Visual Imitation Enables Contextual Humanoid Control
Arthur Allshire, Hongsuk Choi, Junyi Zhang, David McAllister, Anthony Zhang, Chung Min Kim, Trevor Darrell, Pieter Abbeel, Jitendra Malik, Angjoo Kanazawa
TL;DR
VideoMimic introduces a real-to-sim-to-real pipeline that converts monocular videos into environment-conditioned humanoid control policies. It jointly reconstructs metric 4D human motion and surrounding geometry, retargets motions to a humanoid, and trains a unified policy that uses a local height-map and root-direction to execute context-aware skills such as stair climbing and chair sitting. The resulting policy transfers to a real Unitree G1, demonstrating robust, context-aware behaviors in unseen environments without explicit task labels.

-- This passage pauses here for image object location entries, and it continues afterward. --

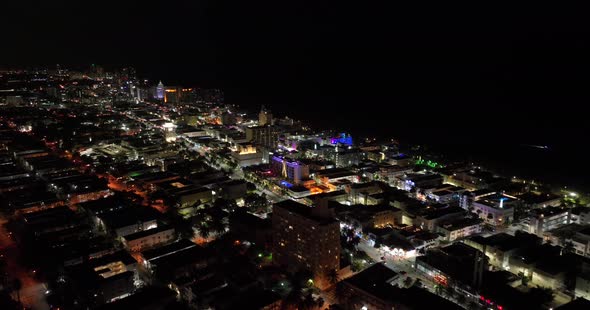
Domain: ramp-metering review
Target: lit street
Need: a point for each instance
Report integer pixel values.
(32, 293)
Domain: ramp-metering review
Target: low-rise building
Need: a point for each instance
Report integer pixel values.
(545, 219)
(376, 288)
(460, 228)
(150, 238)
(495, 209)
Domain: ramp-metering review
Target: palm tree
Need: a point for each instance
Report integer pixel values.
(16, 287)
(217, 226)
(204, 231)
(332, 276)
(568, 247)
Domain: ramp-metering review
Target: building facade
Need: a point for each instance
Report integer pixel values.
(305, 238)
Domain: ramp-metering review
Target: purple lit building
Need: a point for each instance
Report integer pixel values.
(160, 91)
(291, 170)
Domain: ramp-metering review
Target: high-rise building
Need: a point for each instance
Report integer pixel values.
(160, 91)
(305, 238)
(265, 117)
(291, 170)
(267, 135)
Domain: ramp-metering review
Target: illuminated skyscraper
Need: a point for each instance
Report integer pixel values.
(160, 91)
(264, 117)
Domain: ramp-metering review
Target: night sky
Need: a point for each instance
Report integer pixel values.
(423, 66)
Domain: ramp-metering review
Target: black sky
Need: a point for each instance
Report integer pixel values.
(444, 62)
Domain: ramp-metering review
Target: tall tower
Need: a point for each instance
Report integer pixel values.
(264, 117)
(160, 91)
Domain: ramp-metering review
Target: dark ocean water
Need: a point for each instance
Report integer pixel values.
(510, 150)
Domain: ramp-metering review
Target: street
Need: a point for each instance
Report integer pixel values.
(32, 294)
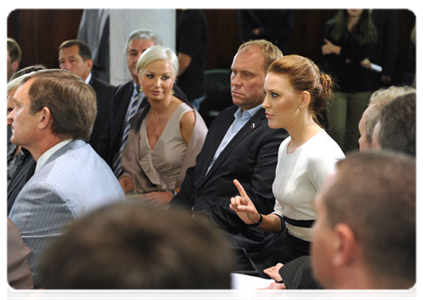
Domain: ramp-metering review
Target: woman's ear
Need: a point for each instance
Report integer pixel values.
(304, 99)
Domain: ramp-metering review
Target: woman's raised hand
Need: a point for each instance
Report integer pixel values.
(243, 206)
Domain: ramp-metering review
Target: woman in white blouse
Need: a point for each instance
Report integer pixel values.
(296, 92)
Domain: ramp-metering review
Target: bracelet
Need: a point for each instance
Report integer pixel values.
(257, 223)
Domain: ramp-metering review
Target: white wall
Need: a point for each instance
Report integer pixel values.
(123, 21)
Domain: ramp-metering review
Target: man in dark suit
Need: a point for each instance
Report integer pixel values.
(127, 97)
(385, 51)
(239, 145)
(75, 56)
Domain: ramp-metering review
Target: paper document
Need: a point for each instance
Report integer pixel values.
(243, 286)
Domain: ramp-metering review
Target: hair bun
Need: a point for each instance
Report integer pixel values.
(326, 83)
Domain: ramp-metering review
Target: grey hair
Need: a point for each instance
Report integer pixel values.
(15, 83)
(155, 53)
(145, 34)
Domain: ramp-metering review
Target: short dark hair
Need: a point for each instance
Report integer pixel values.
(131, 250)
(84, 49)
(400, 125)
(15, 51)
(72, 102)
(377, 194)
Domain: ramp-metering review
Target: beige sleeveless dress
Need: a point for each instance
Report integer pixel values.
(159, 169)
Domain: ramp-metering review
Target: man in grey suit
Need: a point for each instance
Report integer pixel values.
(54, 116)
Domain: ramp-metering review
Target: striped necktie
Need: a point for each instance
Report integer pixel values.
(133, 108)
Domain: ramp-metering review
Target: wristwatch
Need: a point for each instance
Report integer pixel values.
(258, 222)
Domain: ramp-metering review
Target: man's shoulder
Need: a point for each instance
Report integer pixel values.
(76, 166)
(123, 88)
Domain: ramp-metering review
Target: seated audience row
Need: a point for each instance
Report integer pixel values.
(230, 180)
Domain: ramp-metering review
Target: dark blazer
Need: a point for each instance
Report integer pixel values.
(98, 138)
(384, 53)
(297, 275)
(22, 175)
(250, 157)
(120, 100)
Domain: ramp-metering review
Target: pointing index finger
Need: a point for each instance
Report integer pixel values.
(240, 189)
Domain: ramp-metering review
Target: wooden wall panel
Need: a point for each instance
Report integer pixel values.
(40, 32)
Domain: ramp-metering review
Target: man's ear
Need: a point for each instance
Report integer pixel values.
(15, 66)
(89, 63)
(44, 118)
(346, 245)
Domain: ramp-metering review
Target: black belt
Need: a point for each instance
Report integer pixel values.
(299, 223)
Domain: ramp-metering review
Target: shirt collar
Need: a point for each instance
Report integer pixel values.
(87, 81)
(46, 155)
(242, 115)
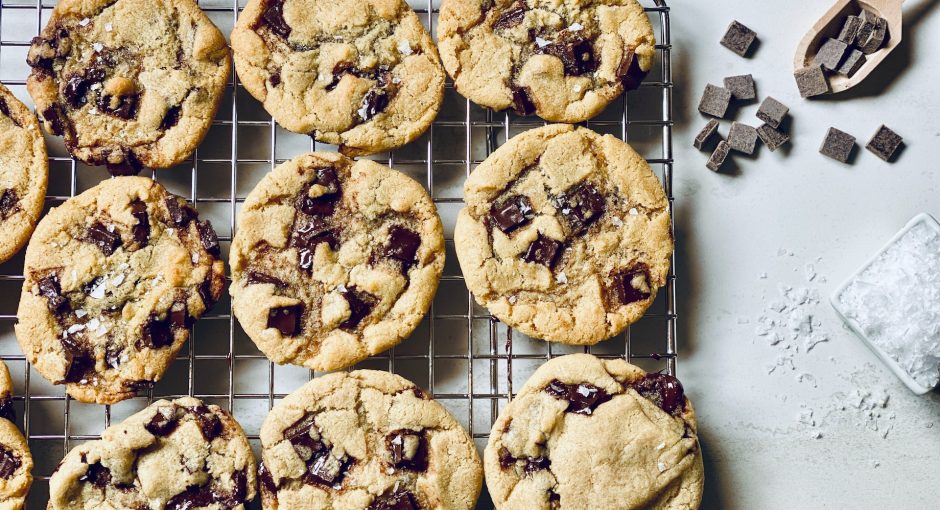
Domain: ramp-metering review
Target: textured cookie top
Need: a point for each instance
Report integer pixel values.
(585, 433)
(361, 74)
(114, 279)
(23, 173)
(128, 83)
(564, 61)
(177, 455)
(334, 260)
(366, 440)
(565, 235)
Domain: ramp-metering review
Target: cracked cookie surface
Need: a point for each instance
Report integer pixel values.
(589, 433)
(115, 278)
(366, 440)
(565, 235)
(173, 455)
(128, 83)
(363, 75)
(562, 60)
(334, 260)
(24, 173)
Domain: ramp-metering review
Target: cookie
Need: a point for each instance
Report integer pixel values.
(565, 236)
(177, 455)
(366, 440)
(24, 172)
(334, 260)
(128, 83)
(361, 74)
(588, 433)
(115, 277)
(564, 61)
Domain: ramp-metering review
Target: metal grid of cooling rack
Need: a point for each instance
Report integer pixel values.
(466, 359)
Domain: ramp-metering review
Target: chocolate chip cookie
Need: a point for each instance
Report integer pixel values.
(128, 83)
(366, 440)
(334, 260)
(564, 61)
(587, 433)
(16, 463)
(24, 172)
(177, 455)
(566, 235)
(115, 277)
(361, 74)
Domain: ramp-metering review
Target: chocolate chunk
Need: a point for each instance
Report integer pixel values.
(512, 213)
(49, 289)
(141, 231)
(408, 450)
(706, 134)
(521, 103)
(719, 156)
(772, 112)
(582, 398)
(663, 390)
(715, 101)
(742, 138)
(274, 18)
(630, 72)
(164, 421)
(885, 143)
(632, 286)
(286, 319)
(838, 145)
(9, 462)
(811, 81)
(544, 250)
(360, 306)
(742, 87)
(582, 206)
(511, 17)
(398, 500)
(210, 241)
(738, 38)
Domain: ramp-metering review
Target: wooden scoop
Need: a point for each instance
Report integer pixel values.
(831, 24)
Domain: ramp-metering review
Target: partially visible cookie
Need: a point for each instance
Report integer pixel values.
(177, 455)
(564, 61)
(586, 433)
(566, 235)
(115, 277)
(366, 440)
(361, 74)
(24, 172)
(334, 260)
(128, 83)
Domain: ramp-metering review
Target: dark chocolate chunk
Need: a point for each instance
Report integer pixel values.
(397, 500)
(286, 319)
(408, 450)
(582, 398)
(544, 250)
(632, 286)
(715, 101)
(9, 462)
(105, 238)
(663, 390)
(360, 306)
(885, 143)
(582, 206)
(512, 213)
(838, 145)
(738, 38)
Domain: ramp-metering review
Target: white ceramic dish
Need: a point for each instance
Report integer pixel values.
(917, 388)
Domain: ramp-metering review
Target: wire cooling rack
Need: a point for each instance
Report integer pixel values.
(466, 359)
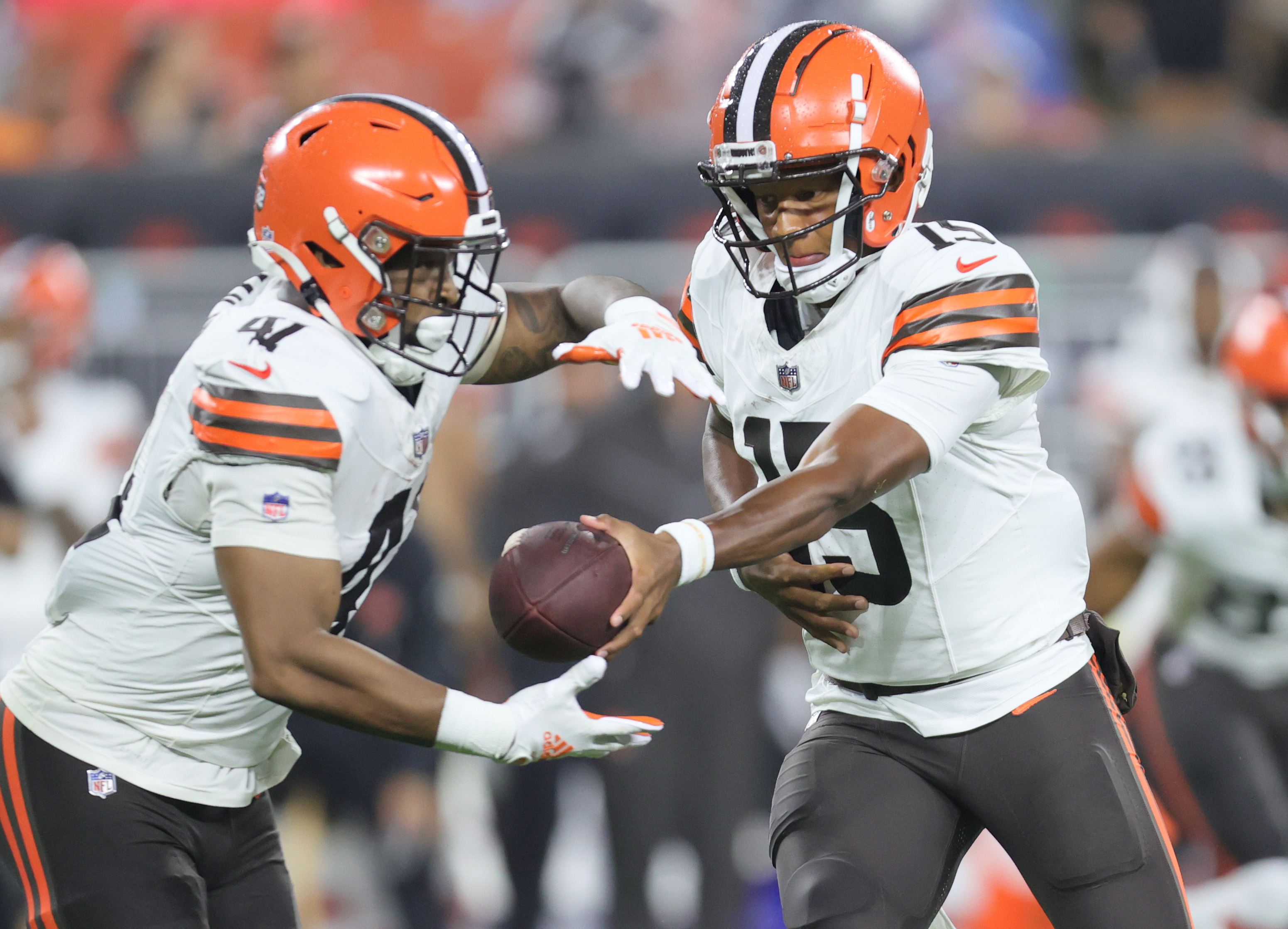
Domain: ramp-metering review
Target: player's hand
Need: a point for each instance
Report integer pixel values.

The work also analyzes limitations of monocular reconstruction, retargeting, and simulation fidelity, and outlines directions for richer perception and multi-modal extensions.
Abstract
How can we teach humanoids to climb staircases and sit on chairs using the surrounding environment context? Arguably, the simplest way is to just show them-casually capture a human motion video and feed it to humanoids. We introduce VIDEOMIMIC, a real-to-sim-to-real pipeline that mines everyday videos, jointly reconstructs the humans and the environment, and produces whole-body control policies for humanoid robots that perform the corresponding skills. We demonstrate the results of our pipeline on real humanoid robots, showing robust, repeatable contextual control such as staircase ascents and descents, sitting and standing from chairs and benches, as well as other dynamic whole-body skills-all from a single policy, conditioned on the environment and global root commands. VIDEOMIMIC offers a scalable path towards teaching humanoids to operate in diverse real-world environments.